Reviews
The Powhatan Review is a testament to the tenacity of
the creative impulse. Its founding editor Greg Avila, a heating/air
conditioning installer and roofer as well as an artist, hoped it would
be a stop against the voicelessness and invisibility that sometimes
threaten the working class. In this issue, Richard Allen Taylor’s poem
“Tuesday,” is a toast to the glamourless, taken for granted, not first
or middle or last workday of the week: “Tuesday is grossly underrated,
glad to be here, eager to get going. / [ . . . ] Tuesday is morning
news and handy tool, the good dog / that comes when you call, the horse
saddled / and ready to ride.” The subjects in Jason Hanasik’s
photographs exude a kind of somber, world-weary strength that doesn’t
seem to expect much anymore, but which achieves a kind of (cast in
stone) transcendence simply by continuing to exist. Like some of the
other work here, Hanasik’s people are presented largely without
context, as if you sat down next to someone on a bus and he began
telling you his life story. But since the particulars of a life are
often used to discount the powerless, lack of background information
can actually bring about a new attentiveness and sense of connection.
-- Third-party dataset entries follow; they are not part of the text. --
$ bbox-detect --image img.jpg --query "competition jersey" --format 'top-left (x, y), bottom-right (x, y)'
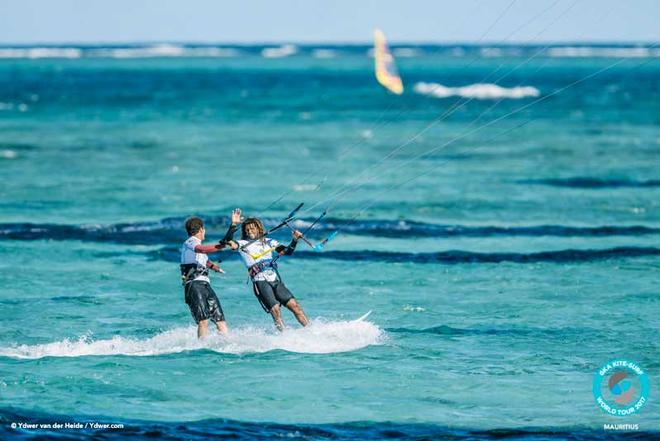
top-left (180, 236), bottom-right (210, 283)
top-left (236, 238), bottom-right (281, 282)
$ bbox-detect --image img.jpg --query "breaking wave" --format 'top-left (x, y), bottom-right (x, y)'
top-left (0, 47), bottom-right (82, 59)
top-left (311, 49), bottom-right (337, 59)
top-left (547, 46), bottom-right (660, 58)
top-left (414, 82), bottom-right (540, 99)
top-left (0, 45), bottom-right (241, 59)
top-left (261, 44), bottom-right (297, 58)
top-left (0, 44), bottom-right (657, 60)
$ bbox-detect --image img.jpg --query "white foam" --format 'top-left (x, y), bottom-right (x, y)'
top-left (480, 47), bottom-right (503, 58)
top-left (0, 45), bottom-right (242, 59)
top-left (0, 48), bottom-right (81, 59)
top-left (312, 49), bottom-right (336, 59)
top-left (403, 304), bottom-right (426, 312)
top-left (108, 44), bottom-right (182, 58)
top-left (261, 44), bottom-right (297, 58)
top-left (292, 184), bottom-right (319, 192)
top-left (86, 45), bottom-right (241, 58)
top-left (547, 46), bottom-right (659, 58)
top-left (360, 129), bottom-right (374, 139)
top-left (479, 47), bottom-right (523, 58)
top-left (0, 318), bottom-right (383, 359)
top-left (414, 82), bottom-right (540, 99)
top-left (0, 150), bottom-right (18, 159)
top-left (393, 47), bottom-right (421, 57)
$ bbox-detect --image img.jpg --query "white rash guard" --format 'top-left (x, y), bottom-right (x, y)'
top-left (180, 236), bottom-right (210, 283)
top-left (236, 238), bottom-right (282, 282)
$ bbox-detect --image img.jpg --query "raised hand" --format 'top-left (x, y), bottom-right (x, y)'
top-left (231, 208), bottom-right (242, 225)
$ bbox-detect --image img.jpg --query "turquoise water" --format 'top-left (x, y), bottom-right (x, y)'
top-left (0, 46), bottom-right (659, 437)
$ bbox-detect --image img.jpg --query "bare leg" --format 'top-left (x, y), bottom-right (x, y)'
top-left (285, 299), bottom-right (309, 326)
top-left (215, 320), bottom-right (228, 334)
top-left (269, 304), bottom-right (285, 331)
top-left (197, 319), bottom-right (209, 339)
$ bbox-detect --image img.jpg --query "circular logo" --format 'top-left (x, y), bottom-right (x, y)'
top-left (593, 359), bottom-right (650, 416)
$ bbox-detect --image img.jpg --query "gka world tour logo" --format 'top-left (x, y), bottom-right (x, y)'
top-left (593, 359), bottom-right (650, 417)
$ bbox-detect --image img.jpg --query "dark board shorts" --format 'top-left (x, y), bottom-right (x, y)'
top-left (184, 281), bottom-right (225, 323)
top-left (253, 280), bottom-right (294, 312)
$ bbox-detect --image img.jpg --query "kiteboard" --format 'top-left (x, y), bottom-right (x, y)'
top-left (355, 310), bottom-right (372, 322)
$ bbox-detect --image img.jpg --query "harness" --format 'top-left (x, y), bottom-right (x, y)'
top-left (180, 263), bottom-right (209, 285)
top-left (243, 239), bottom-right (289, 312)
top-left (247, 258), bottom-right (279, 279)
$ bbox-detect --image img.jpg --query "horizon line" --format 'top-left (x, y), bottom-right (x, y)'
top-left (1, 39), bottom-right (659, 47)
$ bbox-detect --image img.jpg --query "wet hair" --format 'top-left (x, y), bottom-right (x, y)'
top-left (185, 217), bottom-right (204, 236)
top-left (241, 217), bottom-right (265, 240)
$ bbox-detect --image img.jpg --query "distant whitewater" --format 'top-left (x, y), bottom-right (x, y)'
top-left (414, 82), bottom-right (540, 99)
top-left (0, 318), bottom-right (384, 359)
top-left (0, 44), bottom-right (242, 59)
top-left (1, 44), bottom-right (656, 59)
top-left (261, 44), bottom-right (298, 58)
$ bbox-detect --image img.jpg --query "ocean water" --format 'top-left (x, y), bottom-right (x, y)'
top-left (0, 44), bottom-right (659, 439)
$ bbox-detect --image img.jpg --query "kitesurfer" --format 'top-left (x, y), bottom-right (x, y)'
top-left (225, 209), bottom-right (310, 331)
top-left (180, 213), bottom-right (239, 338)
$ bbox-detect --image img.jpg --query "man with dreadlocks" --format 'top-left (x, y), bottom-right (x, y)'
top-left (226, 209), bottom-right (309, 331)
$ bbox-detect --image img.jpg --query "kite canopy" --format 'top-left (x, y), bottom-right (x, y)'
top-left (374, 28), bottom-right (404, 95)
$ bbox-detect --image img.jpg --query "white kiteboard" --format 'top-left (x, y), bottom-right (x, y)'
top-left (355, 310), bottom-right (372, 322)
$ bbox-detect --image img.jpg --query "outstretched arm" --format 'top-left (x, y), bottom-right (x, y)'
top-left (275, 230), bottom-right (302, 256)
top-left (206, 260), bottom-right (225, 274)
top-left (194, 243), bottom-right (225, 254)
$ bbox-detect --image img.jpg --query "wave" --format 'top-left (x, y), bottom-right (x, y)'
top-left (0, 318), bottom-right (382, 360)
top-left (150, 246), bottom-right (660, 265)
top-left (393, 47), bottom-right (422, 57)
top-left (93, 45), bottom-right (241, 58)
top-left (388, 325), bottom-right (519, 336)
top-left (261, 44), bottom-right (297, 58)
top-left (2, 217), bottom-right (660, 245)
top-left (1, 44), bottom-right (657, 60)
top-left (0, 102), bottom-right (29, 113)
top-left (311, 49), bottom-right (337, 59)
top-left (0, 47), bottom-right (82, 58)
top-left (519, 177), bottom-right (660, 189)
top-left (299, 219), bottom-right (660, 239)
top-left (480, 47), bottom-right (504, 57)
top-left (1, 408), bottom-right (655, 440)
top-left (547, 46), bottom-right (660, 58)
top-left (289, 247), bottom-right (660, 264)
top-left (414, 82), bottom-right (540, 99)
top-left (0, 150), bottom-right (18, 159)
top-left (0, 45), bottom-right (241, 59)
top-left (386, 325), bottom-right (598, 338)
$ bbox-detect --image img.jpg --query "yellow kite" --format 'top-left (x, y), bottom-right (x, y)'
top-left (374, 29), bottom-right (404, 95)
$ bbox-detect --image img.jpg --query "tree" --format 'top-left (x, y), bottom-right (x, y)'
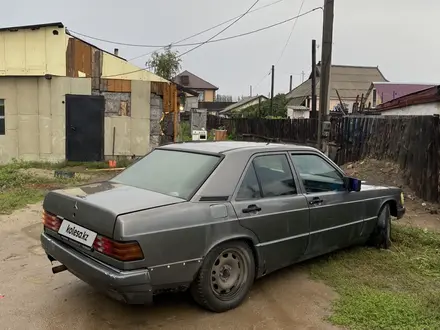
top-left (216, 94), bottom-right (234, 102)
top-left (146, 48), bottom-right (182, 80)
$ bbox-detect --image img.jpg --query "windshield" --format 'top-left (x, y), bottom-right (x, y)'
top-left (111, 149), bottom-right (220, 200)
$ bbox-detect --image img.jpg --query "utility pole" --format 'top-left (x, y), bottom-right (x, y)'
top-left (311, 39), bottom-right (317, 121)
top-left (258, 96), bottom-right (261, 118)
top-left (301, 71), bottom-right (305, 83)
top-left (250, 85), bottom-right (253, 97)
top-left (289, 75), bottom-right (293, 92)
top-left (270, 65), bottom-right (275, 116)
top-left (318, 0), bottom-right (334, 151)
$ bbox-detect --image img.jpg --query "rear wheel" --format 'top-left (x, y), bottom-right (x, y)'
top-left (368, 204), bottom-right (392, 249)
top-left (191, 241), bottom-right (255, 312)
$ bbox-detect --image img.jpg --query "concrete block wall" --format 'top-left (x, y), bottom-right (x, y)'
top-left (104, 80), bottom-right (151, 157)
top-left (191, 109), bottom-right (207, 131)
top-left (0, 76), bottom-right (91, 163)
top-left (150, 94), bottom-right (163, 149)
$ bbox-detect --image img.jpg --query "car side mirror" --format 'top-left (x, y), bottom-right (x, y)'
top-left (343, 177), bottom-right (361, 192)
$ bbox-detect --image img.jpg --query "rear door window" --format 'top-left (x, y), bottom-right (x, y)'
top-left (253, 154), bottom-right (297, 197)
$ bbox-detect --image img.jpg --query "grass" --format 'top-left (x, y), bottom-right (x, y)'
top-left (0, 160), bottom-right (104, 215)
top-left (310, 224), bottom-right (440, 330)
top-left (9, 158), bottom-right (133, 170)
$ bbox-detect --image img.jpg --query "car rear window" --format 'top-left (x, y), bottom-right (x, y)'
top-left (111, 149), bottom-right (220, 200)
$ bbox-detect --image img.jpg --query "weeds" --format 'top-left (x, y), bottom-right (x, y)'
top-left (0, 160), bottom-right (117, 214)
top-left (310, 224), bottom-right (440, 329)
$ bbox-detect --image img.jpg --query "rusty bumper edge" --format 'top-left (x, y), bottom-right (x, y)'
top-left (396, 206), bottom-right (405, 220)
top-left (40, 232), bottom-right (153, 305)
The old paradox: sometimes the stranger on the bus will tell you more
of his true story than he might ever bring himself to share with those
closest to him. As Lee Minh McGuire puts it in his story “The Jesus
Christ Smackdown,” “On the street, everyone is family, even though
you’re never quite sure of a person’s real name.” McGuire continues, in
what could be the creed of The Powhatan Review in its mission
to chronicle the small, daily acts of hope and human endurance that
receive so little attention: “But life goes on, I reassure
myelf, and everyday above ground is a good day. As sure as I’m still
breathing, things can change.”
If minimalism had a role model in format, it would be Powhatan
Review, which only adds to the surprise and delight readers will
discover in the depth and complexity of content. The magnet for me in
this saddle-stitched format was the centerpiece: a b/w photograph by
Mark Artkinson entitled “Vermont girls, summer at the beach,” which
perfectly and preciously captures two distinct inner workings of young
feminine psyche. The review promotes its content as “the ‘truth’ in
details of real lives and hard won experience,” and this is apparent in
the poems who titles alone speak these hard won truths: “Like a Beaten
Rug” – “Love Letter to a Woman I Work With” – “Beside the Bed” – and
“Onion, Dear.” My favorite among the dozen or so verse pieces was
undoubtedly “Bones Lonely” by Don Winter which begins: “Some nights , I
wake with longing / for nothing I can name.” And of the three stories,
“Bananas” by Eugene M. McAvoy stole my heart with his depiction of
Grandma and ‘nilla wafers and little Eugene stealing bananas because he
was “hungry in the head.” For writers and artists as well as readers,
this little book is worth a big, long look.